Community Poll: Expected Semantics of get_datetime() with a timezone argument in daily mode?

People,

At the risk of drifting this thread a bit off topic, I suggest that get_datetime() in daily mode should return the datetime AT MARKET CLOSE.

It should not return midnight.

Midnight has 2 problems. First, the market does not close at midnight. Second, it causes cognitive load. Exactly which day does midnight refer to?

It refers to the day before or the day after?

So, if get_datetime() in daily mode returns the datetime at market close, that behavior solves both those problems.

Also it solves the problem proposed in this thread.

Following the convention used by numpy ecosystem for market-data is a bad idea.

Also if daily-get_datetime() returns the true time, rather than midnight, it is easier to blend it with minutely-based observations.

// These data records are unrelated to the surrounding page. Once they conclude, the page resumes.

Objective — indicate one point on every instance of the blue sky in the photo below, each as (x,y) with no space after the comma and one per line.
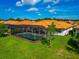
(35,9)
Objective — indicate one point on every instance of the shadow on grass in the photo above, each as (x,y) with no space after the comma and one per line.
(73,45)
(3,35)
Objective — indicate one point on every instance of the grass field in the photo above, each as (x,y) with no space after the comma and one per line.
(17,48)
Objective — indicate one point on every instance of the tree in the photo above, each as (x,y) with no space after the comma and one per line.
(3,30)
(73,43)
(49,36)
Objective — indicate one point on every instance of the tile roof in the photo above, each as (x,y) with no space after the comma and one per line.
(44,23)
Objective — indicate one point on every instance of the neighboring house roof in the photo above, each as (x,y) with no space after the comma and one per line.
(44,23)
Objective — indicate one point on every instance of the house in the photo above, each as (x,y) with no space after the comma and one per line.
(39,27)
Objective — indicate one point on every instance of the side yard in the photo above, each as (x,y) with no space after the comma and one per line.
(17,48)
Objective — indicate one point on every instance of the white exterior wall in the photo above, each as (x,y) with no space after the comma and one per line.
(65,32)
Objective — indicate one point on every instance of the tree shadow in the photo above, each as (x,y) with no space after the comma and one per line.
(73,46)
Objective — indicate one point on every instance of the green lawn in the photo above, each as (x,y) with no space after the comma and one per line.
(16,48)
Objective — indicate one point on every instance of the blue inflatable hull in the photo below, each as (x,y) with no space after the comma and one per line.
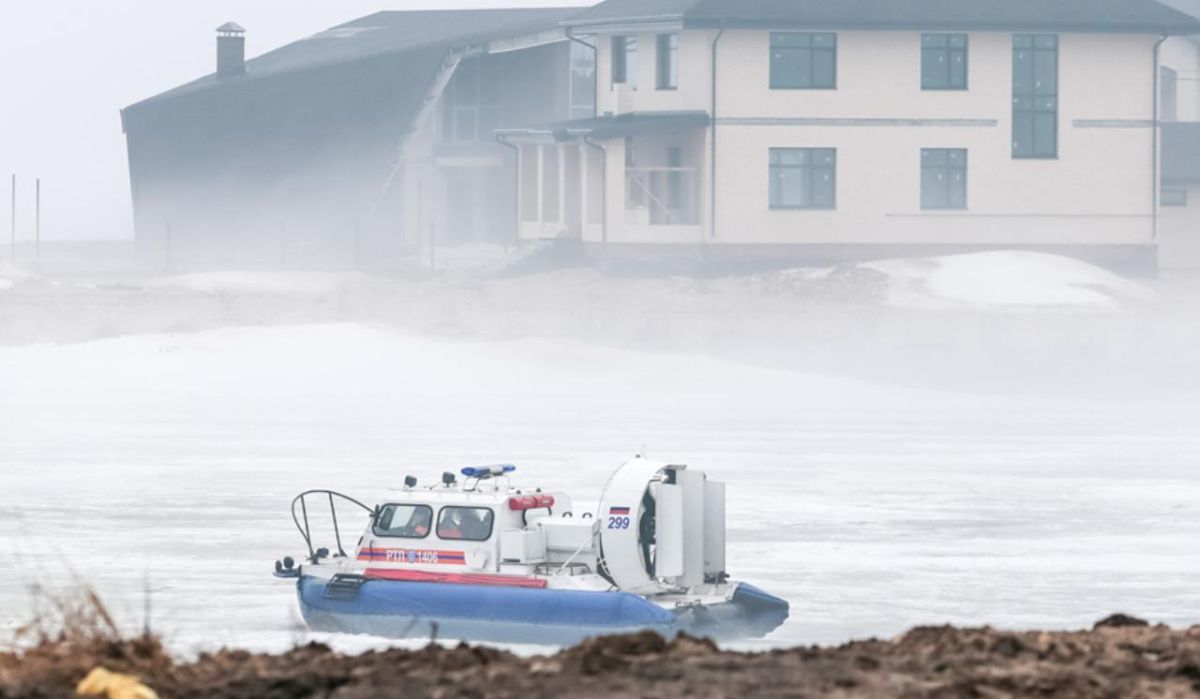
(521,615)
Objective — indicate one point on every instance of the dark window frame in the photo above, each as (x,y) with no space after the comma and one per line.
(784,45)
(1035,105)
(623,46)
(1167,197)
(381,533)
(945,165)
(777,169)
(666,61)
(934,45)
(491,523)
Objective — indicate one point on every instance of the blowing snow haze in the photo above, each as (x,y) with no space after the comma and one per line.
(70,66)
(911,286)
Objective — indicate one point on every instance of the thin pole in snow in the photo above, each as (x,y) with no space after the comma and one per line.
(12,228)
(37,220)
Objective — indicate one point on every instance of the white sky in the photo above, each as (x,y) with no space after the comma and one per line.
(69,66)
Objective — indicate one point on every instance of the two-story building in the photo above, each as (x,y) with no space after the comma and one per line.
(808,131)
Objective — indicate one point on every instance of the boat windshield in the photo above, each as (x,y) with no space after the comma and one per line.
(408,521)
(471,524)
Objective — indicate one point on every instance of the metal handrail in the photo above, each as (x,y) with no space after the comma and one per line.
(637,175)
(306,531)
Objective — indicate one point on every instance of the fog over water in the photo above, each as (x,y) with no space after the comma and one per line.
(1006,438)
(870,508)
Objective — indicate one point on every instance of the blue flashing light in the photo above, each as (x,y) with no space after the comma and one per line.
(489,471)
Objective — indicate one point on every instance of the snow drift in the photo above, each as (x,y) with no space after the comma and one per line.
(1006,281)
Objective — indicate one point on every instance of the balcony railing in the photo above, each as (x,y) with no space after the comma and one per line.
(661,196)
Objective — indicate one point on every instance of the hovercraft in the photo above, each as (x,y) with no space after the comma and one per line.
(477,559)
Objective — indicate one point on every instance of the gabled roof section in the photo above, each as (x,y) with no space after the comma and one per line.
(387,33)
(1101,16)
(619,126)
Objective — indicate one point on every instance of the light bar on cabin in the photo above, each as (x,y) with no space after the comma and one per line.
(489,471)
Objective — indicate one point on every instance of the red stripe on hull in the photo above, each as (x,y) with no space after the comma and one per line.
(455,578)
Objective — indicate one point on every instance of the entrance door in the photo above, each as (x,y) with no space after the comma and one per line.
(462,209)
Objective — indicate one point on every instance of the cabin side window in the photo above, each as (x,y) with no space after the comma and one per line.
(468,524)
(403,521)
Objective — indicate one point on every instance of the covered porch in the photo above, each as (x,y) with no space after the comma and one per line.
(634,178)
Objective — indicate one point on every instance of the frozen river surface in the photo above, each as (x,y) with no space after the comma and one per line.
(173,459)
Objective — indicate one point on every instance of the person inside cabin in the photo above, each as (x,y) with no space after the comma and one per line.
(451,525)
(419,524)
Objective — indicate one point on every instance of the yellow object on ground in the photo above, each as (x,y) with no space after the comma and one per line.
(100,682)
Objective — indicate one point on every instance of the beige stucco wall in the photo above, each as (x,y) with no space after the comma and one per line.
(1182,55)
(1097,191)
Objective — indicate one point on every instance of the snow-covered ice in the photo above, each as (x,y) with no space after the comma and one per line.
(871,508)
(1006,280)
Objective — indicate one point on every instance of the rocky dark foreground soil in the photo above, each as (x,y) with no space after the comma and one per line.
(1121,657)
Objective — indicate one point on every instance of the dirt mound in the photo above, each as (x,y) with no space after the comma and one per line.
(1117,661)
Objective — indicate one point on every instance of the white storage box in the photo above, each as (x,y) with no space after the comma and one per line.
(522,547)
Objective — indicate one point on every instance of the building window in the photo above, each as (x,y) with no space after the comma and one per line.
(582,82)
(803,60)
(624,60)
(1169,109)
(1173,198)
(667,61)
(943,178)
(943,61)
(1035,95)
(472,101)
(803,178)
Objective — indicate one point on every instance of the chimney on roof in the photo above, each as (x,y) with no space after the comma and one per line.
(231,51)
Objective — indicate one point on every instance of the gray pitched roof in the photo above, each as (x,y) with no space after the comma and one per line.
(1108,16)
(387,33)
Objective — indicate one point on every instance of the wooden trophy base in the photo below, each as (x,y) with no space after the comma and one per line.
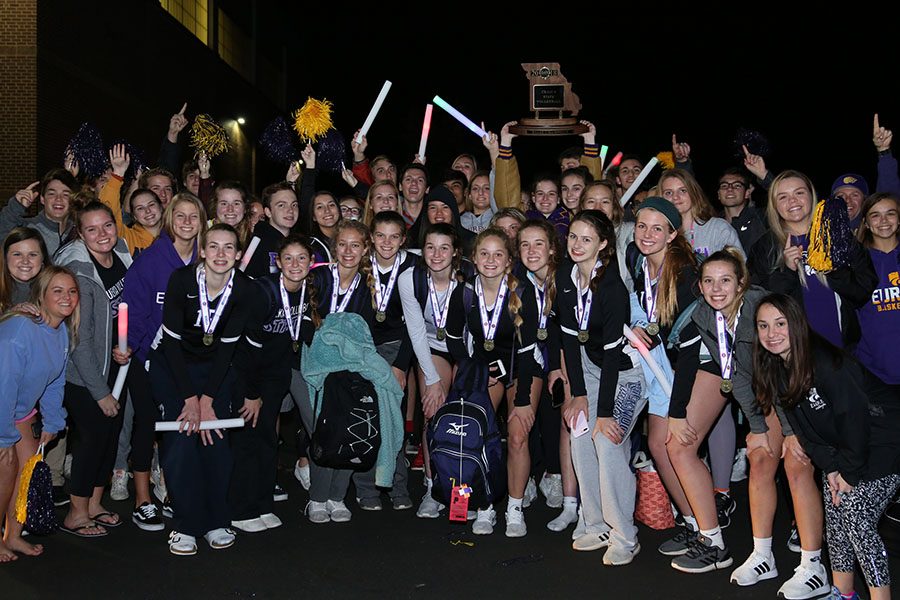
(548,127)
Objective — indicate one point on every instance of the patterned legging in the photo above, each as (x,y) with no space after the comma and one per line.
(852,529)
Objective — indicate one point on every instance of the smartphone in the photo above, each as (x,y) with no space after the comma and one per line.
(557,394)
(496,369)
(580,426)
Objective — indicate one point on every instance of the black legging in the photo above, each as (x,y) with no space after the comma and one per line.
(94,455)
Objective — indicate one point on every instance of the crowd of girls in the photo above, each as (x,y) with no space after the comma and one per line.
(546,291)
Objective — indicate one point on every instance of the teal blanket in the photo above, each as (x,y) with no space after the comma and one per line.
(344,342)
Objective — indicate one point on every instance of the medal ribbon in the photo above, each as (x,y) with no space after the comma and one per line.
(286,303)
(382,299)
(490,326)
(440,320)
(209,324)
(335,276)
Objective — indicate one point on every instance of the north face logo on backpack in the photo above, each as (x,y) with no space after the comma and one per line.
(457,429)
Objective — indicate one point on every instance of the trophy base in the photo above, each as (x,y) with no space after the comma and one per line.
(548,127)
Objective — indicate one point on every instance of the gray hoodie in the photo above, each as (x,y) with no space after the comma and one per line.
(90,360)
(13,215)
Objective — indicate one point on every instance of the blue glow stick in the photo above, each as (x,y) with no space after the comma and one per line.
(460,117)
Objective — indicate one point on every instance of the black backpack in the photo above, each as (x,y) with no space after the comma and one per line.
(347,434)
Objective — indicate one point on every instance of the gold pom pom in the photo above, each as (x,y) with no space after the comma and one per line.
(666,160)
(313,119)
(208,137)
(819,251)
(24,482)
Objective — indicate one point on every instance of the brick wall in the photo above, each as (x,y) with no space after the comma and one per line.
(18,95)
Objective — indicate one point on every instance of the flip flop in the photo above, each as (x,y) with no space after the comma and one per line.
(104,523)
(77,531)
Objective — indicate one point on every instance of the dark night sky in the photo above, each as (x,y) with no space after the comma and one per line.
(640,78)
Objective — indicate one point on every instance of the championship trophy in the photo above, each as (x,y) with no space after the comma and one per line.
(554,103)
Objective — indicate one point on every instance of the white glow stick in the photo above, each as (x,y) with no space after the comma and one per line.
(204,425)
(638,181)
(460,117)
(426,127)
(251,248)
(120,380)
(374,112)
(651,362)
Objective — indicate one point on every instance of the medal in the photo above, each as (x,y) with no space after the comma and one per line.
(293,330)
(542,308)
(650,300)
(383,295)
(583,310)
(210,321)
(489,326)
(725,353)
(336,287)
(439,312)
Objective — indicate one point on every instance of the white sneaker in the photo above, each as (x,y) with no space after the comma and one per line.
(429,508)
(530,493)
(118,489)
(568,516)
(182,544)
(739,468)
(317,512)
(591,541)
(301,474)
(253,525)
(271,520)
(756,568)
(220,538)
(806,583)
(484,522)
(515,522)
(551,487)
(338,511)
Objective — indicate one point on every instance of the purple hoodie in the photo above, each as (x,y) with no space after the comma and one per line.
(145,291)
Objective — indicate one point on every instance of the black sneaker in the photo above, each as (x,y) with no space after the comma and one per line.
(60,497)
(703,557)
(146,516)
(279,495)
(725,505)
(679,544)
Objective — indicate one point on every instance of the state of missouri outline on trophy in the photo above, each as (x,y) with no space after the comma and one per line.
(554,103)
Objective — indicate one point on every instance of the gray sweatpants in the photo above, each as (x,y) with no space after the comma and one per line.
(605,482)
(325,483)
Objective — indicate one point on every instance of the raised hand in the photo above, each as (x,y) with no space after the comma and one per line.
(176,124)
(119,159)
(681,150)
(881,137)
(27,196)
(755,164)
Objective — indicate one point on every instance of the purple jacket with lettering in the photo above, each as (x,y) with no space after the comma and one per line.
(145,291)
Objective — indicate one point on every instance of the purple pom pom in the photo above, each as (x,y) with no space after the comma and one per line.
(755,141)
(277,142)
(87,147)
(332,151)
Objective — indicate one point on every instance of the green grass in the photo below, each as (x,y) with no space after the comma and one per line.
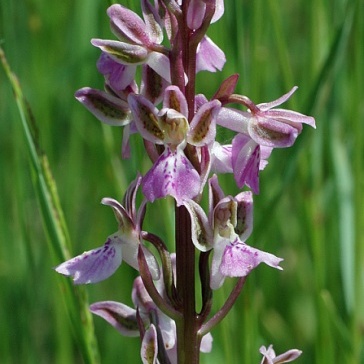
(310,209)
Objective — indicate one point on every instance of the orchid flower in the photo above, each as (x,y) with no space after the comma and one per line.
(274,128)
(269,356)
(139,40)
(98,264)
(125,319)
(260,130)
(172,173)
(225,231)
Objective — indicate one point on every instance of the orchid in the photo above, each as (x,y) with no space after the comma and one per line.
(228,226)
(269,356)
(98,264)
(173,174)
(179,132)
(126,320)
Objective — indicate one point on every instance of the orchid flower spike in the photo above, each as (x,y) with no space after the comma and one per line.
(98,264)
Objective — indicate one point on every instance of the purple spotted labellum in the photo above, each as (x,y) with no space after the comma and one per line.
(225,230)
(172,173)
(274,128)
(98,264)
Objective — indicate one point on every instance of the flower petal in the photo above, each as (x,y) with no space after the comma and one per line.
(202,236)
(95,265)
(124,53)
(221,158)
(172,175)
(107,108)
(120,316)
(145,118)
(206,343)
(240,259)
(245,162)
(127,25)
(152,21)
(272,132)
(203,126)
(149,348)
(269,105)
(160,63)
(233,119)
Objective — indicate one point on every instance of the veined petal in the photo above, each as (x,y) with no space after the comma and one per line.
(95,265)
(149,348)
(219,11)
(233,119)
(152,21)
(172,175)
(246,161)
(107,108)
(240,259)
(152,85)
(221,158)
(269,105)
(124,53)
(203,126)
(145,118)
(122,216)
(244,215)
(130,256)
(209,56)
(290,117)
(127,25)
(272,133)
(120,316)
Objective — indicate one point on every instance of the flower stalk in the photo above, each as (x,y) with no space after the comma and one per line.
(178,129)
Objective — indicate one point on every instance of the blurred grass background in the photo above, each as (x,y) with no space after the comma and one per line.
(310,209)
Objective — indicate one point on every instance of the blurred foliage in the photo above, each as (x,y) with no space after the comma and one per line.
(309,211)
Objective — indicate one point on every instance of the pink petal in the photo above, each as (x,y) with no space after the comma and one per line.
(127,25)
(107,108)
(149,348)
(95,265)
(120,316)
(240,259)
(245,162)
(172,175)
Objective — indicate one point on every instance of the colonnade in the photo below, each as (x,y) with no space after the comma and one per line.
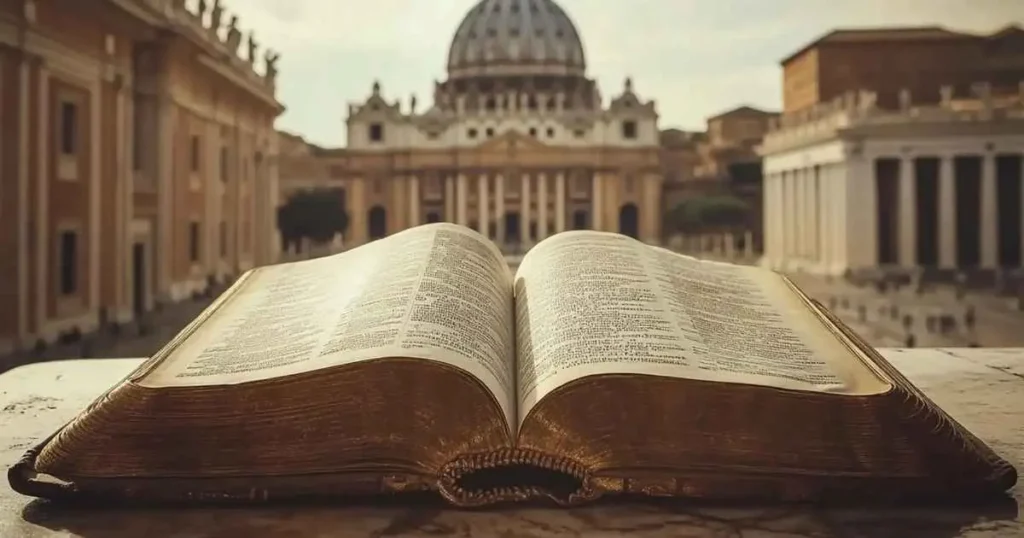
(948,211)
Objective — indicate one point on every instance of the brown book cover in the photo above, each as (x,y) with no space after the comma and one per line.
(408,420)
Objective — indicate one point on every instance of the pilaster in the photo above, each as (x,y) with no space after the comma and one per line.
(560,202)
(947,213)
(414,201)
(542,203)
(483,206)
(461,199)
(526,216)
(24,148)
(43,240)
(500,208)
(989,213)
(449,199)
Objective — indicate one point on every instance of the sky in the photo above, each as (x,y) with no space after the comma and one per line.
(694,57)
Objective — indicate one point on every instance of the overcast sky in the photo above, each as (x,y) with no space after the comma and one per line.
(694,57)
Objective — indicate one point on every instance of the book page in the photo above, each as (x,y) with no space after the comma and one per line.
(438,292)
(591,303)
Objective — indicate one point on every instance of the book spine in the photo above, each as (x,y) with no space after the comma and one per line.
(514,474)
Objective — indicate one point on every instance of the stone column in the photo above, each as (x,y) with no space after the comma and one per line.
(525,216)
(125,199)
(989,213)
(824,217)
(907,214)
(449,199)
(414,201)
(947,213)
(862,213)
(462,196)
(803,214)
(788,214)
(774,225)
(24,145)
(500,208)
(542,203)
(96,113)
(560,202)
(811,205)
(483,207)
(44,134)
(841,222)
(163,249)
(1021,179)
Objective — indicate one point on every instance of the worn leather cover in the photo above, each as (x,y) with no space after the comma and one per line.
(964,467)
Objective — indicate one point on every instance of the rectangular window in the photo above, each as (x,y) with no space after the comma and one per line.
(223,163)
(194,240)
(69,127)
(69,262)
(629,129)
(194,154)
(376,132)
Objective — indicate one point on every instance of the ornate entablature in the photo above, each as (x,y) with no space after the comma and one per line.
(379,125)
(857,114)
(514,66)
(516,142)
(227,49)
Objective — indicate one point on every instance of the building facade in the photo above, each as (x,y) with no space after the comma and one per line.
(135,161)
(516,142)
(855,188)
(891,60)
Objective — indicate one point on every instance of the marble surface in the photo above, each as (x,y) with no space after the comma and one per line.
(982,388)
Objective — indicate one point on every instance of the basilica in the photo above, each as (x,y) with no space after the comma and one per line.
(517,141)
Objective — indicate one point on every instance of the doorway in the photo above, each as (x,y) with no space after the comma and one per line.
(629,221)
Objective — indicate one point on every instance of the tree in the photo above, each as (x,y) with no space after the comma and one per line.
(317,215)
(708,213)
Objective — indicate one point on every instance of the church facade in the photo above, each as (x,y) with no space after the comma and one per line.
(516,143)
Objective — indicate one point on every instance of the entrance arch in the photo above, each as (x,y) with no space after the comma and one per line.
(629,220)
(512,236)
(377,222)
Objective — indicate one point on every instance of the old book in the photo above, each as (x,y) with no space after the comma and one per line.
(603,366)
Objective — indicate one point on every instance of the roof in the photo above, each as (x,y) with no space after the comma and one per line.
(673,136)
(1008,30)
(869,35)
(743,111)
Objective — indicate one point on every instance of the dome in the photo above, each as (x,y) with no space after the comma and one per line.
(516,38)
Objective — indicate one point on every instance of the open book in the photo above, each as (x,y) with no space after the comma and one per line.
(604,365)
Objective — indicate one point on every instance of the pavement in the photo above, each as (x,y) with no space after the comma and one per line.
(142,340)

And, we are lucky that when the market closes at 4pm NY-time on a Monday, it is still Monday in London.

Dan Bikle

Dan raises a valid point. I've attached a backtest to illustrate another reason to re-think the problem. The backtest was run on minutely data with:

prices = history(3,'1d','price')

And for 'print prices' I get:

Security(8554 [SPY])
2014-11-06 21:00:00+00:00 203.18
2014-11-07 21:00:00+00:00 203.37
2014-11-10 14:31:00+00:00 203.40

There are two trailing daily closing prices, and the opening minutely price for the current day. Generally, history with frequency = '1d' will return the trailing daily OHLCV bars time-stamped at the last trade available for SPY for the given day.

When I run the same backtest in on daily bars, I get:

Security(8554 [SPY])
2014-11-06 00:00:00+00:00 203.18
2014-11-07 00:00:00+00:00 203.37
2014-11-10 00:00:00+00:00 203.97

Very confusing.

I think that if Quantopian is going to maintain the ability to backtest on daily bars, then re-jigger your database so that the datetime stamps are the same for daily and minutely backtests. Then the whole get_datetime() issue will disappear. And does it really matter if you break some (all?) daily backtests, since they are not deploy-able anyway?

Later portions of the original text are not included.